Elle se tourna alors m'enjamba en me renversant sur le dos et vint coller sa bouche sur la mienne. Agenouillée au dessus de moi, elle n'en continua pas moins à se frotter sur ma hampe  utilisant toute sa longueur pour stimuler chaque parcelle de son intimité, glissant de son clitoris pour remonter vers ses lèvres et le long du sillon de ses fesses. Mes mains, mes lèvres, elles, se promenaient sur sa poitrine, son ventre, ses bras, son cou; Chaque centimètre carrée de sa peau était gorgée d'excitation et chaque caresse lui tirait de petits gémissements. Je saisis délicatement de mes deux son sein gauche, le tenant dans mes paumes comme un objet sacré et je portais ma bouche sur ce fruit mur comme pour en boire le nectar jusqu'à la lie.

N'en pouvant plus, elle s'empala alors sur ma hampe, descendant jusqu'à la garde, ce qui lui tira un gémissement de bonheur.
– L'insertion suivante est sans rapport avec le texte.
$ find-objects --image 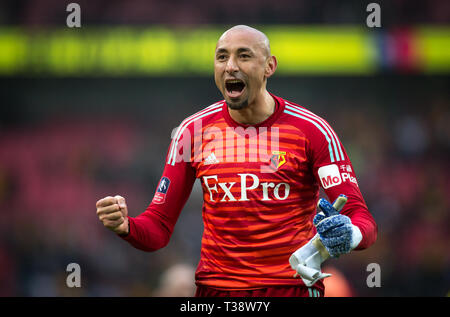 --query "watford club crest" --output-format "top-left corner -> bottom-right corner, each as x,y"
269,151 -> 286,172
Elle se cambra un peu plus, s'empala à deux reprises puis releva le bassin de sorte que mon sexe ressortit, elle recommença alors son frottement externe contre lui puis le remis au chaud, gémissant à nouveau. Elle recommença à plusieurs reprises jusqu'à me rendre fou d'excitation. Je la savais joueuse dans ces moments là et elle savait que j'avais atteint un tel point d'excitation qu'elle pouvait en profiter. Elle même était au bord de l'explosion et retardait le moment de l'embrasement pour profiter de chaque once de plaisir que je lui donnais. Son sexe était inondé de cyprine et son frottement incessant en avait imprégné le sillon de ses fesses et son anus. Ma main s'y hasarda et mon doigt en suivit la ligne, allant du sommet  jusqu'à l'entrée de son vagin, caressant à chaque passage ce recoin. Chaque passage accentuait ses gémissements. Enhardi, mon doigt s'immisça alors doucement dans cette caverne, décuplant alors son excitation.
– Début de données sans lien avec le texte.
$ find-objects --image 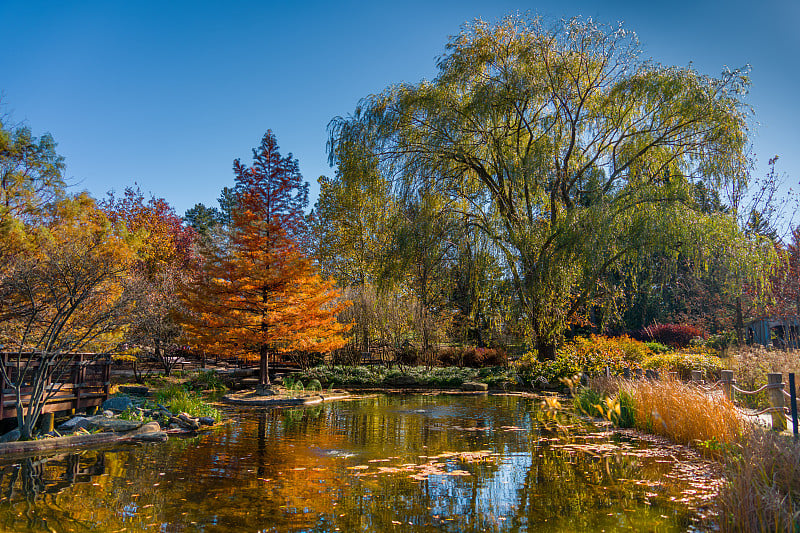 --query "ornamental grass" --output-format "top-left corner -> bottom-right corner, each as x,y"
716,427 -> 800,533
620,379 -> 742,454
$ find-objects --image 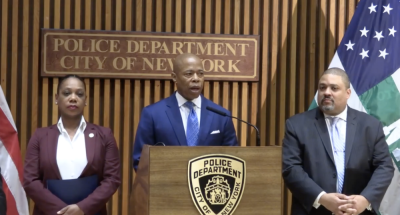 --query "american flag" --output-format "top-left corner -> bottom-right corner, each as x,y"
0,86 -> 29,215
" Prends moi toute " : ce fut cette petite phrase qui déclencha la cavalcade finale. Mon doigt toujours introduit dans son anus, mon sexe entama alors un lent va et viens continu qui lui arrachai à chaque fois de petits couinements; On aurais dit une souris prise au piège. Le mouvement s'accéléra alors. Elle ne pouvait plus bouger tant les sensations qui irradiaient de son bas ventre était fortes. Toujours agenouillée sur moi, son buste bascula vers l'avant et se plaqua sur mon torse. C'était à moi de lui donner l'estocade finale...
J'entamais alors de sonner l'hallali et à petits coups de bassin, je pistonnais son antre divin, allant et venant, tirant de sa gorge à chaque fois des râles de plaisir. Ce n'est que lorsque ce râle devint continu, sachant qu'elle avait atteint  les champs de l'extase, lorsque sa tète tomba sur mon épaule, lorsque son corps se fit pesant sur le mien, que je me laissais aller.
Le final fut magique; Pendant que je répandais en elle par jet ma semence brûlante, elle se convulsa, le corps secoué de spasmes orgasmiques, avant de retomber anéantie dans mes bras.
"Je t'aime" fut le dernier mot que je pus prononcer avant de sombrer dans les délices de l'extase.

Dehors, la neige continuait à tomber... J’adore ce temps!